UGBC Candidates Talk Diversity, Equity, and Inclusion in First Debate

After launching their campaigns on Tuesday morning, the two teams running in this year’s UGBC presidential and vice presidential election faced off for the first time in the Diversity, Equity, and Inclusion (DEI) debate Thursday night. 

Presidential candidates Jonah Kotzen and Jordan Nakash both highlighted the importance of DEI in their respective campaigns. 

Nakash and her running mate Yosan Tewelde, AHANA+ Leadership Council (ALC) general coordinator and MCAS ’24, expressed the necessity of representing students of all backgrounds on campus.

“To us, to me, diversity, equity, and inclusion is tackling every identity of the person,” said Nakash, BAIC ambassador, former Student Assembly representative, and MCAS ’24. “It’s appreciating and accepting every identity of every person and ensuring that we can make a campus that is best suited to all of those people.”

Kotzen—standing alongside running mate Meghan Heckelman, UGBC director of student initiatives and LSEHD ’25—spoke about his experience with on-campus advocacy through his work as policy coordinator of the Council for Students with Disabilities (CSD). 

“What we want to do is put diversity, equity, and inclusion at the front stage of our administration and make sure that students’ voices … are heard,” Kotzen, MCAS ’24, said.

Both teams emphasized the importance of expanding support for Boston College’s LGBTQ+ students, particularly by bringing a queer resource center to campus.

“[LGBTQ+ students] have a centralized place to go for support, but they need a physical space,” Nakash said. “Every other marginalized group on this campus has one, and I think they deserve one just as well.”

Heckelman pointed to the lack of a resource center for LGBTQ+ students as a shortcoming of the administration.

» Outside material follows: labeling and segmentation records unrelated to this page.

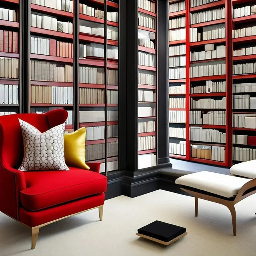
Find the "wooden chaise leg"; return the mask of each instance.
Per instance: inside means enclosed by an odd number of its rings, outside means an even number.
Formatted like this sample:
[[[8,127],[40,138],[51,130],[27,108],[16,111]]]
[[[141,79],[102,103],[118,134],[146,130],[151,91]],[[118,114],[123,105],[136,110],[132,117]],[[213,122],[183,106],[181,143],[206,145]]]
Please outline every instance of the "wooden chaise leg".
[[[197,214],[198,210],[198,197],[195,197],[195,210],[196,213],[196,217],[197,217]]]
[[[236,236],[236,209],[234,205],[231,205],[227,206],[231,213],[231,217],[232,218],[232,225],[233,226],[233,234],[234,236]]]
[[[34,249],[36,248],[36,244],[37,241],[39,233],[39,228],[32,228],[32,242],[31,249]]]
[[[99,216],[100,216],[100,220],[102,221],[102,216],[103,216],[103,206],[101,205],[99,207]]]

“After talking with my colleagues in [GLBTQ+ Leadership Council], I’ve learned that year after year, GLC puts forth a proposal to the administration about a queer resource center,” Heckelman said. “And year after year, it’s denied because our school has prejudice under the guise of religion.”

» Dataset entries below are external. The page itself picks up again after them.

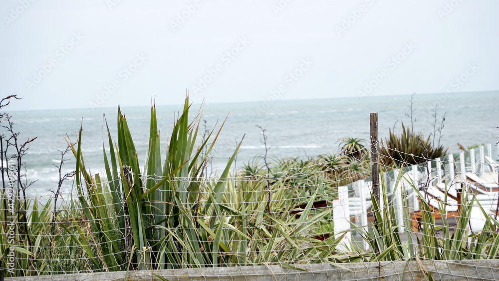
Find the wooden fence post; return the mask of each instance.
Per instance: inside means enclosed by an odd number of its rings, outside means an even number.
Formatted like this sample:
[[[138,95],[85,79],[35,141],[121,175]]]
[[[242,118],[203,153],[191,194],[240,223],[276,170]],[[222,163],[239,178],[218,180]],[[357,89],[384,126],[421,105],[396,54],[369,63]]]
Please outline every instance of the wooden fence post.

Both teams also stressed the need for more transparency between students and the administration, especially with regard to bias-related incidents against AHANA+ students on campus. 

“One problem affecting AHANA students on campus is just the lack of not only accountability, but the lack of acknowledgement of the problems that they’re going through on campus,” Tewelde said. “And one of that being specifically to bias-related incidents and hate crimes and not having the follow-up.”

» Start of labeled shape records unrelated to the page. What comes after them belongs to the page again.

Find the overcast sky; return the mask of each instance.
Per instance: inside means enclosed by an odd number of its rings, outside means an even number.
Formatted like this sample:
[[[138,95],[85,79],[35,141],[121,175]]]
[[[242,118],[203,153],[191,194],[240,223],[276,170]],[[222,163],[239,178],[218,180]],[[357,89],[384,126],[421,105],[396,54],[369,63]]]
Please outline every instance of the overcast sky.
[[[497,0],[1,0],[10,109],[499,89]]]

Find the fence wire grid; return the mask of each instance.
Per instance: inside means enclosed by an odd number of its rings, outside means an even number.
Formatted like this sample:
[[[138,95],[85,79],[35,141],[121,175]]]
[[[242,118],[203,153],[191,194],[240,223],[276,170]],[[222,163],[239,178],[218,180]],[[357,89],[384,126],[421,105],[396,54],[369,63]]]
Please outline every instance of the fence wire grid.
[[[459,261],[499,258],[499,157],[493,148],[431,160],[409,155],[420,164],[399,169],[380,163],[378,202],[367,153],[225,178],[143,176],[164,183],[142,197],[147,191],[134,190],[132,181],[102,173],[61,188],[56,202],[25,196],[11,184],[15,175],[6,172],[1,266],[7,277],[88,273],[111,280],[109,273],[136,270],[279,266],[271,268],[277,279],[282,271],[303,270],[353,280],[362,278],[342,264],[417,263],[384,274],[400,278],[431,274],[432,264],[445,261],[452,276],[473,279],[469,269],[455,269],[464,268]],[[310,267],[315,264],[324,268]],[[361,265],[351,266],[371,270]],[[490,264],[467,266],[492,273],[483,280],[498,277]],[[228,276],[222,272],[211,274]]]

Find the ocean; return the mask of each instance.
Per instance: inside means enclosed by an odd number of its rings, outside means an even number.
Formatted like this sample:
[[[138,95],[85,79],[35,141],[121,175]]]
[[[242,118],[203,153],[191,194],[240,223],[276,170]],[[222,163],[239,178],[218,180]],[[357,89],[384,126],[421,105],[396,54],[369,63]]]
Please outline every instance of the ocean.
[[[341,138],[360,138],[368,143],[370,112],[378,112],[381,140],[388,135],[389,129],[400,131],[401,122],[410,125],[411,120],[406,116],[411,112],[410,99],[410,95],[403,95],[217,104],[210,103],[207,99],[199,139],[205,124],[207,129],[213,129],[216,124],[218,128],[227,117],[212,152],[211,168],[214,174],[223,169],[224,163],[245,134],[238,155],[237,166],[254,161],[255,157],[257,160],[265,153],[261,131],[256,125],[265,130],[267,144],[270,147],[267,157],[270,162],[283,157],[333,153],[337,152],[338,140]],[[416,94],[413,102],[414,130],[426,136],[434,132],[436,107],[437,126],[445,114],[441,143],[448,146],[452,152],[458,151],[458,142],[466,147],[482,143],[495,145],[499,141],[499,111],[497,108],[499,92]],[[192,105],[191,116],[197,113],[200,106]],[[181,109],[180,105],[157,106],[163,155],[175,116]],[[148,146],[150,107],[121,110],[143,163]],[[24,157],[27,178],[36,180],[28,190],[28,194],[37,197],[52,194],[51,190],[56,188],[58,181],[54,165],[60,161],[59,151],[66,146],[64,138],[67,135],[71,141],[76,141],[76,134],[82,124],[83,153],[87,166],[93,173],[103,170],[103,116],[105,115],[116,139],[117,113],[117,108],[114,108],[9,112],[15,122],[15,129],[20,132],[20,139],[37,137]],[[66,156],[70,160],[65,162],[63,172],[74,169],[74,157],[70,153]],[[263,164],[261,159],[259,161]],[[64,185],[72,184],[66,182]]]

Kotzen added that he and Heckelman hope to redefine the relationship between the University and the student body surrounding racially motivated incidents.

“What we’ve learned through talks with ALC is that what the administration wants for the student body to do is define the bias-motivated incident process for them,” Kotzen said. “That’s not a burden that should fall on the students.”

Both teams addressed the needs of students with physical disabilities as well, specifically pointing to the lack of physical accessibility on Upper Campus.

“[Upper] still has a horrible staircase to get up, which could be hard for students, and if you can’t make it up the staircase, there’s a big hill that you have to follow as well,” Nakash said. “We do have Eagle Escort that students can utilize, but there is not one way that every student can use to truly have accessibility on Upper.”

Nakash said if BC does not build a pavilion to make Upper Campus more accessible, one solution she and Tewelde would consider proposing is placing an accessible bus stop on Upper.

Kotzen also suggested bringing increased and more convenient transportation to address the lack of accessibility in Upper Campus. 

“As [Nakash] said, we need to increase Eagle Escort in terms of how we track them, the amount of buses that are wheelchair accessible, and also even installing another road behind Upper Campus as well,” Kotzen said. 

Kotzen highlighted his and Heckelman’s experience working to address DEI issues both within and outside of UGBC.

“We’ll push to make sure that those voices that aren’t being heard are heard, and we believe that, in collaboration with the many councils we’re a part of, we’ll make sure that’s possible,” Kotzen said. 

Nakash said she often feels the term DEI only pertains to certain underrepresented groups on campus, so she further highlighted her goal to advocate for all students and identities on campus.

“We want to ‘Unite the Heights’ to take away the limits as best as possible to make us all have the best experience on the Heights—to make everybody feel at home on the Heights,” Nakash said.